Consistent Life, upon noting a quarter of Council members had changed with the new year, sent out its letter again. This time it got a response, and sent another response. I am aware that many other people sent letters as well, making various points.

I also sent a memo to all Council members on the idea that a better report would be one that pointed out where the consensus is and where the controversies still are, rather than taking one side in the controversy.

This takes me to the Council meeting of Wednesday, August 13, 2008. This was the first item on the agenda. Speaking for it were endorsers and people commenting that it was good science on the grounds that it was done by good scientists who had really worked hard on it.

I approached the microphone and started to speak as others had, but the president interrupted and said he didn't recognize me as a member of the Council; was I one? I said no, he said I would need permission to speak, I asked for it, and he gave it so long as I was short.

I was told later that it is exceedingly rare that anyone outside of Council is allowed to speak at all.

That may help account for the fact that ,once I made points similar to the above, no one commented on them. To this moment, I don't have an answer to the basic point of how one study, whether an excellent study or not, could possibly be reasonably seen as supporting a bold and ideologically-desired conclusion.

I'm an outsider who didn't even think to mention my credentials beyond the relevant point of being a reviewer.

One person did later comment on the letters Council members had received, with a smirk. No content was commented upon.

The vote to receive the report was near unanimous; I believe 6 abstentions. I asked the president-elect about this later, and he said that the vote was like a ribbon-cutting at a building; the building was already built, all the work had already gone in, so that point in time was too late.

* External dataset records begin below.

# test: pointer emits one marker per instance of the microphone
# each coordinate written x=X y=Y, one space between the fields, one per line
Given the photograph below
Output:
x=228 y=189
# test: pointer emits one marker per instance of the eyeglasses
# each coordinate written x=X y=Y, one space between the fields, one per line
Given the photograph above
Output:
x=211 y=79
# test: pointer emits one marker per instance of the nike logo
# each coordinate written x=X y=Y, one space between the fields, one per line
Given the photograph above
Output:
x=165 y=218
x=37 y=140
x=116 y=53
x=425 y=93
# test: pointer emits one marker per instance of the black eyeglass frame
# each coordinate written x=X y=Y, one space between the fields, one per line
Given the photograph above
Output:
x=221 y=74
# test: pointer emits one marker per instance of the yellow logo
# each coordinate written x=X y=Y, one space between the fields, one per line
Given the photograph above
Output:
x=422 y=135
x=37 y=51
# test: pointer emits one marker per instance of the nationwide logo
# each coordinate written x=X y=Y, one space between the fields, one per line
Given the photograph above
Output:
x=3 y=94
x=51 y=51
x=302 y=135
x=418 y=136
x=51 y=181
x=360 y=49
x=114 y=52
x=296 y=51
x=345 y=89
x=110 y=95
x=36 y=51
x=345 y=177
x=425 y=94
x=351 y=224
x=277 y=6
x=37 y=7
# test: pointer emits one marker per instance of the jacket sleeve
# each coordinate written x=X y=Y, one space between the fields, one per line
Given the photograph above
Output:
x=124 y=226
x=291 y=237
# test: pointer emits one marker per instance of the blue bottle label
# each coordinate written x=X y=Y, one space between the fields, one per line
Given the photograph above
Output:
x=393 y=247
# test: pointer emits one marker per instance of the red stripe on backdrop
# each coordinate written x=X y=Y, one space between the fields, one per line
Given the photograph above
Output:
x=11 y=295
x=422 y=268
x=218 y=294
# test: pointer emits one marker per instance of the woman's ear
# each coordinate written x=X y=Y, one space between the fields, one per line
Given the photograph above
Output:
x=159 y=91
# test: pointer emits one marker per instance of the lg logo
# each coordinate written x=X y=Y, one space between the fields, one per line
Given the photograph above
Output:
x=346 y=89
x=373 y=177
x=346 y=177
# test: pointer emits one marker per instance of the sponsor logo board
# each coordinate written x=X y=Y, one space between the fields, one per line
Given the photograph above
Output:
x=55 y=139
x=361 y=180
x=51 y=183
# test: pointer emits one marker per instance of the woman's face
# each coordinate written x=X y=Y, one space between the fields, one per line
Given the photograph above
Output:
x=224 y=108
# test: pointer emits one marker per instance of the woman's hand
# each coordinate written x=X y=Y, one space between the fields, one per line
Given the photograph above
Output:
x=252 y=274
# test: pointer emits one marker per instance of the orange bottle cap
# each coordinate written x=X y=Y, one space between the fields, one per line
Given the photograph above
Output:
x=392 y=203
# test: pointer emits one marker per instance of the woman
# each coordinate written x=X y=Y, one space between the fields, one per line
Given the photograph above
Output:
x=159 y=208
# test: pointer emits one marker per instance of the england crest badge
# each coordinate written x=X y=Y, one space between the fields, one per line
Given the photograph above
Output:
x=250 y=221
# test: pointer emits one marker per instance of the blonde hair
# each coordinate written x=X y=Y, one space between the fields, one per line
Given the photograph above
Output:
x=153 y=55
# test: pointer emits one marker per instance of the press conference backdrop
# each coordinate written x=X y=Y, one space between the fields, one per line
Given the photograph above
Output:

I pointed out that I had been making these points all along, and he acknowledged that I had been making valid points all along since he had seen me doing it. I told him APA had made a mistake since it was going to lose lobbying influence as people discounted the idea that it was actually promoting science, and he didn't deny it; he thanked me for trying.

More studies are coming out, of course.

According to the logic of the report itself, if only one study can establish the conclusion, then in theory it should only take one study to knock it down, so long as the new study has the same strengths as the 13-year-old one.

But that would be taking the assumption that APA was actually interested in keeping up with real science, an assumption for which at this point I have no evidence.

The Report dismisses many of the studies of post-abortion trauma on the grounds that women were already traumatized by the time they showed up to the abortion clinic. This is surely true, but doesn't it then follow that it's highly irresponsible to simply give them surgery and then send them home?

If we have clear and undisputed information that a disproportionate amount of traumatized women (domestic abuse, substance abuse, etc.) are showing up at any medical location, how can it be reasonable medical care to not screen for this and provide opportunity for intervention?

I pointed this out in my review, but they didn't see this point as worthy of inclusion.

Meanwhile, the report does say that they do know that there are groups that have higher negative aftermath: teenagers, women who are pressured, women who have more than one, those abortions that late-term. This is information we can put forth as at least being a consensus among all reviewers.